Con las tablas con las que estaba cerrada la puerta de entrada, el panguero construyó una masa, una cama y una silla. Puso el baúl en un rincón y ya por la noche se acostó a dormir. El panguero siempre usaba una mascada blanca, enredada al cuello igual a la que usaba el arriero.

Ya por la noche cuando su sueño era muy profundo, de repente se despertó porque estaba sufriendo un ataque, solo alcanzó a ver un pequeño bulto vestido de negro, del cual salían dos manos que apretaban con fuerza las puntas de la mascada. Luchó de manera desesperada y por fin se aflojó la mascada que le apretaba el cuello. Se levantó como pudo y sacó el viejo baúl al patio.

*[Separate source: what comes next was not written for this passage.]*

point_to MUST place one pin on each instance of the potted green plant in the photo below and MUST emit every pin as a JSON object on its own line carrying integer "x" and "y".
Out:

Muy de madrugada salió al patio, tomo el baúl y lo subió a su panga, encendió el motor fuera de borda y se encaminó a medio canal entre el malecón y el Mogote. Aventó el baúl al mar y regresó a la playa. Dejó su panga varada en la arena y se encaminó a la parroquia de nuestra Señora de Guadalupe, la que estaba apenas en construcción y entró a rezar un rosario.

Ese mismo día el panguero desapareció igual que el arriero, y del baúl nadie volvió a saber nada de él.